Muchas de las voces disidentes, personas que podrían haber marcado el rumbo de otro país posible, encontraron allí el sufrimiento, el dolor y la muerte. Ni Odisea ni Circe. De nuevo las mujeres, mucho antes de la autopista: mujeres de Cesantes, Cedeira, Redondela, Reboreda, Ventosela y de toda la vuelta…
Las madriñas de San Simón. Mujeres que tejieron una red de cuidados entre ellas. Tejieron también la solidaridad con los otros, proporcionándoles atenciones y cuidados a muchos de los presos que hasta allí llegaban: les lavaban la ropa, los alimentaban, les daban los recados o tan sólo los acompañaban en el dolor, en la escucha, tal vez un cesto de manzanas… Piensas en el infierno al otro lado del parabrisas, en aquellos hombres que apenas podían conciliar el sueño. Temían las incursiones de madrugada, a saca da raposa: el ruido de la camioneta, la motora que se acercaba a la Isla… El lamento de Mendiño: "Sedia-m'eu na ermida de San Simión / e cercaron-mi as ondas / que grandes son / Eu atendend'o meu amigo / E verrá?".

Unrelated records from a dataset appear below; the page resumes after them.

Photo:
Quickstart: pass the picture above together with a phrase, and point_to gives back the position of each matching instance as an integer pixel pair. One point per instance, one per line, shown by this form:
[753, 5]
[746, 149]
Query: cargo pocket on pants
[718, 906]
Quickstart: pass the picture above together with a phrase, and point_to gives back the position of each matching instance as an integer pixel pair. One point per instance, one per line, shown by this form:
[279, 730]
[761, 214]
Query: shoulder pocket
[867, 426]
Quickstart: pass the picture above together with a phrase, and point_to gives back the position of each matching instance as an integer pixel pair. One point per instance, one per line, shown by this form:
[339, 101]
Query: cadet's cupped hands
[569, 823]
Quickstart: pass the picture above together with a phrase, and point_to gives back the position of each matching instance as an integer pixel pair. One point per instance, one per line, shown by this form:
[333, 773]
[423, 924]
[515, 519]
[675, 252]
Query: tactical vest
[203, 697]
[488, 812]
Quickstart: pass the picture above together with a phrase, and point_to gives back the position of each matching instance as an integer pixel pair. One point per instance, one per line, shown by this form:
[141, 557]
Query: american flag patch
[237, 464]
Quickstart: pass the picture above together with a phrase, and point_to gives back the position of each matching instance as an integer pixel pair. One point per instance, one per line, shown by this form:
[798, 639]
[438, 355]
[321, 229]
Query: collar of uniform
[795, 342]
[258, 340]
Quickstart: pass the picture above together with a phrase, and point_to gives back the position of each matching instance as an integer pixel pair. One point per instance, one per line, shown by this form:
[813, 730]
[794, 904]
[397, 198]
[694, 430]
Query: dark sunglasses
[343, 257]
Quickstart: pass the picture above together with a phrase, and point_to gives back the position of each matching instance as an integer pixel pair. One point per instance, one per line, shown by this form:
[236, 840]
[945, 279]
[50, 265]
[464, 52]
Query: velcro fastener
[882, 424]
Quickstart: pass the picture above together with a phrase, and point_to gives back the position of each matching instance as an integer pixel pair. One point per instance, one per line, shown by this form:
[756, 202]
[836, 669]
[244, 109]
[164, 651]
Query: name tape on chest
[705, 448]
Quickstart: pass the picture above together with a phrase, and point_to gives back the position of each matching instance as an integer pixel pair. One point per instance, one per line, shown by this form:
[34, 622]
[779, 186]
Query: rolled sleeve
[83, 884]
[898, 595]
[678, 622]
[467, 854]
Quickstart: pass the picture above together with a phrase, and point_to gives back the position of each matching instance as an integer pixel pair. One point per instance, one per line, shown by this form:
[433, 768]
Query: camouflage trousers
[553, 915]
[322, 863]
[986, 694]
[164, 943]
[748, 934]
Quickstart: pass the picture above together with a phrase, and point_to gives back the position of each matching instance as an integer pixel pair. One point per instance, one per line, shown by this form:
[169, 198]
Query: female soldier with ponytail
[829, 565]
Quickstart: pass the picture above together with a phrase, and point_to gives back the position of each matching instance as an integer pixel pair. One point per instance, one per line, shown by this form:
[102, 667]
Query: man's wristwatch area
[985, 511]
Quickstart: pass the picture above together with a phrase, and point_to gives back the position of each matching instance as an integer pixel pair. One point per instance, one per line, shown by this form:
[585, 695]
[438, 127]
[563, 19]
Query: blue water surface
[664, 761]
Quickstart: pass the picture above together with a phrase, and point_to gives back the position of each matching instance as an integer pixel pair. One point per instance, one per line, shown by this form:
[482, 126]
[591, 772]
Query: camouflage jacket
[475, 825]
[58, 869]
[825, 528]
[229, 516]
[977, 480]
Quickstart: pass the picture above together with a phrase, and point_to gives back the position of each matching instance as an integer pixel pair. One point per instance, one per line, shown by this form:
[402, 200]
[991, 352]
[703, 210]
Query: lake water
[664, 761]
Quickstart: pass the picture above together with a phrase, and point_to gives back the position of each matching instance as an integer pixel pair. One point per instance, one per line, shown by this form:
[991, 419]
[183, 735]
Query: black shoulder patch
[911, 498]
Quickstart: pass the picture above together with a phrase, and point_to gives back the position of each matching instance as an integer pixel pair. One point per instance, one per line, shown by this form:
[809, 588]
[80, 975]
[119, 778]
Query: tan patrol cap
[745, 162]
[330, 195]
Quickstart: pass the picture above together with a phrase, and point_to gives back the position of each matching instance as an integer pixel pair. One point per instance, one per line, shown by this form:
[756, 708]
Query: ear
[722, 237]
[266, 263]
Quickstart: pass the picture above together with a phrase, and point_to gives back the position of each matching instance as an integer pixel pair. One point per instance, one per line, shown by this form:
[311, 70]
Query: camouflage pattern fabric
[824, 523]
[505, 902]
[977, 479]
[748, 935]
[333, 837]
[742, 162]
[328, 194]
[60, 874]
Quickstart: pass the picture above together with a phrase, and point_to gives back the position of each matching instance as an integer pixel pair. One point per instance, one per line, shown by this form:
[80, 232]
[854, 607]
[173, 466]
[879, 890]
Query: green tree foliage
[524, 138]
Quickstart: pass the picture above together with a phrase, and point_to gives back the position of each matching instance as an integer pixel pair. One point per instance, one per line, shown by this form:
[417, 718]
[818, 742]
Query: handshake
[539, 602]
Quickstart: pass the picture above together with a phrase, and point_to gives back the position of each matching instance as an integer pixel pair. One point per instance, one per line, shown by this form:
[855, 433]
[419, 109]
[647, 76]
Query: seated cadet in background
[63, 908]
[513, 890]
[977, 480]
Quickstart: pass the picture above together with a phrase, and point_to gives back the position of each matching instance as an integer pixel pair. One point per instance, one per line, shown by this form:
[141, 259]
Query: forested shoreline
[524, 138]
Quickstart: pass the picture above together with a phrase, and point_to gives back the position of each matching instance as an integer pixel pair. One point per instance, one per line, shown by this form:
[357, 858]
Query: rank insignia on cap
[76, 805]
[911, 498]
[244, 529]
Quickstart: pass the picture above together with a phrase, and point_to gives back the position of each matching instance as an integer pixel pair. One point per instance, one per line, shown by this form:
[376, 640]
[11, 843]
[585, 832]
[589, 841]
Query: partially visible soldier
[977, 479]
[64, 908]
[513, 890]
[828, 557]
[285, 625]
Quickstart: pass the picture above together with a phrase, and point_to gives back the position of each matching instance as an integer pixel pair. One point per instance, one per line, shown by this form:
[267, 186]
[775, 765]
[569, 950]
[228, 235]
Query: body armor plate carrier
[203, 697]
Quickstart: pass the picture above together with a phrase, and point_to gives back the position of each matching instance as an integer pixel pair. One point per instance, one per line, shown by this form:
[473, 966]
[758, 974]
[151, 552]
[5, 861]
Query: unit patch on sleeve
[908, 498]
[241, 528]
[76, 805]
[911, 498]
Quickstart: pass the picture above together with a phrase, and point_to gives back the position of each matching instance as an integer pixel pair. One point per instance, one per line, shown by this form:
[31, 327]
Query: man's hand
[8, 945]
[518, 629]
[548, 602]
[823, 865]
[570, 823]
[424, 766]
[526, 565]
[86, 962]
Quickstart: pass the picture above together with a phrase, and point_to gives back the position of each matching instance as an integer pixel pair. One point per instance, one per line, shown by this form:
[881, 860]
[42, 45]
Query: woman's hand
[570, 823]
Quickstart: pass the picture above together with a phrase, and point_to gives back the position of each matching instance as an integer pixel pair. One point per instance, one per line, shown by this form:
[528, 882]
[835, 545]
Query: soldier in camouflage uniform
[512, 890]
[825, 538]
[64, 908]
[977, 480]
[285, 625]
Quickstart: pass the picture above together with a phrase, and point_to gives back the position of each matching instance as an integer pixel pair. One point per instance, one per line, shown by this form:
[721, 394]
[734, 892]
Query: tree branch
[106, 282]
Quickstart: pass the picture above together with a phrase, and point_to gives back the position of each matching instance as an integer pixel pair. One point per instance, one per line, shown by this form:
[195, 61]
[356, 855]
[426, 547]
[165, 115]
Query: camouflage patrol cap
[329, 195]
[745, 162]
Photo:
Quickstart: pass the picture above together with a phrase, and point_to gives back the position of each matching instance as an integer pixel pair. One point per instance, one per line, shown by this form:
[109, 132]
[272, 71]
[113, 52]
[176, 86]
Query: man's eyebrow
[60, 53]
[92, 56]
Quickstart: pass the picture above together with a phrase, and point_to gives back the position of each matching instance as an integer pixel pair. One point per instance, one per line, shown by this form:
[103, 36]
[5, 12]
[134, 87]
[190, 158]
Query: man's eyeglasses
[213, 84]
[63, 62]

La AP-9 reluce bajo el puente de Rande y las luces de la ciudad. La última vez que me mandé allí era la víspera de las elecciones. De una grieta ciega de lo oscuro se vomitó un haz de luz en medio de la madrugada. En el interior del Sinatra, el escritor Cid Cabido me convenció de que si continuábamos patrullando la noche podíamos alterar el algoritmo encargando otra ronda y tenía razón. Al día siguiente, Feijóo salía al balcón de Génova con cara de póquer. Algo impensable sin las alianzas de la AP-9.
Las Cíes y el Nigrán tropical
La autopista ensancha subiendo por el sur de Vigo y, ya en lo alto, la visión apenas dura unos segundos a mano derecha: las Cíes y más allá el Nigrán tropical cómo si fuese Ipanema, una visión desde la vía que sólo es comparable en su belleza a la que se ve a vista de pájaro desde el monte Aloia yendo desde Tui, antes del paso fronterizo. La AP-9 acabó con la liturgia del contrabando, si no había acabado ya mucho antes. Si, una lengua de cemento que entierra un país y abre las puertas a otro.
Un viejo relojero tudense me llevó un día junto a un hombre que había sido guardia civil. Me contó la historia de una pompa fúnebre por el único paso que había en Tui antes de la autopista, el del viejo puente estilo Eiffel. El coche llevaba el apropiado nombre de Funerarias Matoso. Pero aquella semana había transitado en exceso por allí. Manolo le dio el alto y ordenó que fuesen atrás y le abriesen la caja. El chófer la abrió a regañadientes. El muerto iba impecable: traje de chaleco cruzado, reloj Dupont, corbata, raya diplomática y zapatos lustrados. Sólo hubo un detalle que hizo desconfiar a Manolo: los veinte paquetes de café marca Sical que rodeaban el cuerpo del difunto. "¿Y esto qué es?, ¿Para que no se duerma, ¿oh?".
El hombre miró resignado hacia los matorrales. Aún faltaban 20 años para que inaugurasen el tramo de Rebullón-Frontera Portuguesa.